The Manafort indictment

I can think of no one better than Andy McCarthy to evaluate the indictment of Paul Manafort. In McCarthy’s view, the indictment “is much ado about nothing . . . except as a vehicle to squeeze Manafort, which is special counsel Robert Mueller’s objective.”

That sounds right.

McCarthy explains:

This case has nothing to do with what Democrats and the media call “the attack on our democracy” (i.e., the Kremlin’s meddling in the 2016 election, supposedly in “collusion” with the Trump campaign). Essentially, Manafort and his associate, Richard W. Gates, are charged with (a) conspiring to conceal from the U.S. government about $75 million they made as unregistered foreign agents for Ukraine, years before the 2016 election (mainly, from 2006 through 2014), and (b) a money-laundering conspiracy.

The Manafort indictment contains two main counts, and ten others. The grandiose sounding “Conspiracy against the United States,” Count One, mainly involves Manafort’s and Gates’s alleged failure to file Treasury Department forms required by the Bank Secrecy Act.

The other main count, a money-laundering conspiracy, alleges that Manafort and Gates moved money in and out of the United States with the intent to promote “specified unlawful activity.” That activity is said to have been their acting as unregistered foreign agents.

On first viewing, McCarthy finds these counts as “shaky and overcharged,” “at least in part.” Since the charges themselves aren’t earth-shaking (did we really need a special counsel to bring them)?, I won’t summarize Andy’s reasoning.

Andy concludes:

From President Trump’s perspective, the indictment is a boon from which he can claim that the special counsel has no actionable collusion case.

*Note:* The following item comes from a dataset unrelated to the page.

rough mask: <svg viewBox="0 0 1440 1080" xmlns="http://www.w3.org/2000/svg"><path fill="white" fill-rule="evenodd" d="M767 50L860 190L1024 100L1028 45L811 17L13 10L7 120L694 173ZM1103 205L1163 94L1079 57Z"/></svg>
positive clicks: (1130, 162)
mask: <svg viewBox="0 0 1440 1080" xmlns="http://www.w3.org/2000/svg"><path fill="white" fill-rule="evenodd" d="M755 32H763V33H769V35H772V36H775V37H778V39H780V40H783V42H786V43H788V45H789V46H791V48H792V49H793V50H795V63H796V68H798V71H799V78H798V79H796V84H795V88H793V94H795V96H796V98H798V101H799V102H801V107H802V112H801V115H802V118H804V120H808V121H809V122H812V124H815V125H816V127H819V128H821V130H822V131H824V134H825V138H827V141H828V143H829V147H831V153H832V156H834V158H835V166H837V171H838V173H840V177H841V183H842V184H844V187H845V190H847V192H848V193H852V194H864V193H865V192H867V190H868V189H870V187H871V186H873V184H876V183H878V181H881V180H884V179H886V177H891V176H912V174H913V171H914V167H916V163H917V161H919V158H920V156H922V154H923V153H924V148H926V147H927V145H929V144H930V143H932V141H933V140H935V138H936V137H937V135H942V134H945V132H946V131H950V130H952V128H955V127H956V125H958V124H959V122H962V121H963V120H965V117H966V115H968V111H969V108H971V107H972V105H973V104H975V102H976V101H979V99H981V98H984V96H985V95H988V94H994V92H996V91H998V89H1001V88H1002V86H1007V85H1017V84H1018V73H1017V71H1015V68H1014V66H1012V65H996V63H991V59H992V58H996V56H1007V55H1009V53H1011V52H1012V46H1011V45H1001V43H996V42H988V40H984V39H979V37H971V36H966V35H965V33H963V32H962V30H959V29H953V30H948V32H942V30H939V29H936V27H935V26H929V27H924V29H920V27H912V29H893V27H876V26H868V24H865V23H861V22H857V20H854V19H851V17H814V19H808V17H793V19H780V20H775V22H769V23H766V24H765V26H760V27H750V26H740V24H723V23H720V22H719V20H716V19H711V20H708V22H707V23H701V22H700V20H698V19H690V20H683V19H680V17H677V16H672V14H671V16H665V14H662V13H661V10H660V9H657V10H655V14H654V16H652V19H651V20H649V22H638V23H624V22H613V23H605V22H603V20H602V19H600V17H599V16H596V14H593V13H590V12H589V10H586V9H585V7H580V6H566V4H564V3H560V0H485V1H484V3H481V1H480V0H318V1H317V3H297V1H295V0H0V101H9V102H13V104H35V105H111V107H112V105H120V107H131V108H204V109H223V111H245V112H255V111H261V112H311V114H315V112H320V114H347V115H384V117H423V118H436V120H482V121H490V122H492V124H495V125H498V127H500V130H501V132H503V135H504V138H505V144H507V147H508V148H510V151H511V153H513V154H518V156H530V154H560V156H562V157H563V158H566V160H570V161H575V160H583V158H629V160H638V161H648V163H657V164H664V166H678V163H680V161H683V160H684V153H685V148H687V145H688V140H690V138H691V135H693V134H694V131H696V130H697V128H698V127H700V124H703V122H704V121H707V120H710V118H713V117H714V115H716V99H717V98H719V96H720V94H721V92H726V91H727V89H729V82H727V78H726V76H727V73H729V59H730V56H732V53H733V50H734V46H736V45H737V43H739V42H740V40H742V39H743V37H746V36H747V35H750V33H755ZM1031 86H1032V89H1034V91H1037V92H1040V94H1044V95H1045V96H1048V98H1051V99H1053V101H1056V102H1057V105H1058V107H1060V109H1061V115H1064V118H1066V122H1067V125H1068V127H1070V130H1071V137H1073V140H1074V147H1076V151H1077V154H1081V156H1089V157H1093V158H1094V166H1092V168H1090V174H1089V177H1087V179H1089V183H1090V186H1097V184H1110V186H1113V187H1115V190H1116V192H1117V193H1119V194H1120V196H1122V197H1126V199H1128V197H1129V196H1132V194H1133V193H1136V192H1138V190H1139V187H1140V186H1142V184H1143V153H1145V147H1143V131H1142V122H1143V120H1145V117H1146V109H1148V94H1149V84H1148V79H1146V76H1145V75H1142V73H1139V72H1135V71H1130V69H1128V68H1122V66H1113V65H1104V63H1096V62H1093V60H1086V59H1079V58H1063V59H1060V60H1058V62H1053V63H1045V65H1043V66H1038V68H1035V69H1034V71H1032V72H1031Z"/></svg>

It appears to reaffirm former FBI director James Comey’s multiple assurances that Trump is not a suspect. And, to the extent it looks like an attempt to play prosecutorial hardball with Manafort, the president can continue to portray himself as the victim of a witch hunt.

It’s true that Team Trump can continue to make these claims. I think it’s also true, as a lawyer told the Washington Post, that “while the White House could say that these indictments don’t advance the collusion narrative, they don’t negate it either.”

To me, the key point is that the Manafort indictment puts Mueller is a good position to squeeze Manafort for information that might advance the collusion narrative and might even support a case against President Trump.